不管怎么说,江启当年的行为无论对错,都是替他们夫妻担的罪,现在于可烟用江启来威胁自己离开程屿——
“别想了。”
程屿轻轻攥住江清梨的小手。
“家家都有自己关起门来的烂账,我哥的事,我从来不多问。不过萧誉说的确实不错,看孟宁刚才的样子,那血液样本多半不是她自己的。”
“山海医院是私立医院,很多时候,只要不违背法律要求,并不一定像公立医院一样,对很多规矩上纲上线。”
“比方说婚检的保密约定,在我们这里完全不予接纳。又或者是一些亲缘鉴定的手续,也没有公立医院那么复杂的证明性文件。”
简单来说,山海医疗集团财大气粗,打造最人性化的高端医疗服务品质,且不怕事。
所以,孟宁来这里做些检验,未必是与程家有关,也可能是与娘家有关的事。
她不愿意告诉程峰,也不想让任何婆家人知道。
“所以今天的事,我们最好暂且不提。”
“我没在想这个。”
江清梨反手握住程屿的手,十指交叉紧扣。
“你知道我为什么想要做美食自媒体么?”
江清梨问。
程屿思索了一下:“不是因为你姐姐很会做饭?你想把她以前拿手的菜掌握起来?”
江清梨摇头:“姐姐会的拿手菜不多,大概也就几样家常的。不过足够我依赖,前面二十几年,连灶火都不会开。”
“程屿,我想跟你在一起,可我发现除了算计和试探,我甚至都不知道还能为你做点什么。我没谈过恋爱,也不知道恋爱中的男女到底应该做点什么。”
“所以我想,每个人都是要吃饭的,那就从学做饭开始。我怕我没有这个耐心和毅力,就像做个自媒体,也权当是督促自己一下。”
程屿心下微澜:“好啊,如果你喜欢,我就坚决做好你的食客。”
江清梨惊讶了一下:“你居然就这么接受了?我还以为,你会说不用这样呢。”
程屿:“为什么不?既然这是你愿意的,我当然照单全收。光明正大享受你对我的好,不就是我们当下应有的相处方式?”
做个不扫兴的爱人很重要,程屿俯身过去,轻轻吻了下江清梨的额头。
“你喜欢怎样就怎样做,反正无论你做什么,我都吃。”
江清梨的眼睛微微湿润了:“程屿,你知道我是真的想要跟你在一起的。

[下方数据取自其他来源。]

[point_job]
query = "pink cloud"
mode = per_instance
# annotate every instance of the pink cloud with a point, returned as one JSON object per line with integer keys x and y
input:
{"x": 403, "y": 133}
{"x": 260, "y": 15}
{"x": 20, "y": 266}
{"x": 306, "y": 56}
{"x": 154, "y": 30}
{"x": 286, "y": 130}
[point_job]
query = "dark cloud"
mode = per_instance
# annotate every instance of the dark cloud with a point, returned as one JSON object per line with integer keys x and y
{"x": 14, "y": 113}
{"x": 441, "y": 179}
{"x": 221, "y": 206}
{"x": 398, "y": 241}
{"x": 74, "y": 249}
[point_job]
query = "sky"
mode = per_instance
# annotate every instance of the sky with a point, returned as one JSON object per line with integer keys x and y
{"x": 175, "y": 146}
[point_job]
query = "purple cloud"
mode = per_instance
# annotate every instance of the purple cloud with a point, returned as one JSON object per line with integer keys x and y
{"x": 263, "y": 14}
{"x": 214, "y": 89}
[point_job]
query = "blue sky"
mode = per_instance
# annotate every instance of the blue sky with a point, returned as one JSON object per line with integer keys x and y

”
程屿:“知道。”
江清梨:“所以,即使是有外在的阻挠,我也不打算退缩的。”
听江清梨说到这里,程屿终于起了一丝异样的警惕。
“小梨,你遇到什么事了么?”
江清梨笑着摇头:“没有,我就是……就是想告诉你,哪怕是从做饭这种小事开始,我会一点一滴的做。我在用这种方式向你……向你很坚定地表达我的决心,我希望你明白。为了能够和你在一起,我愿意做的事会比你想象的更多。”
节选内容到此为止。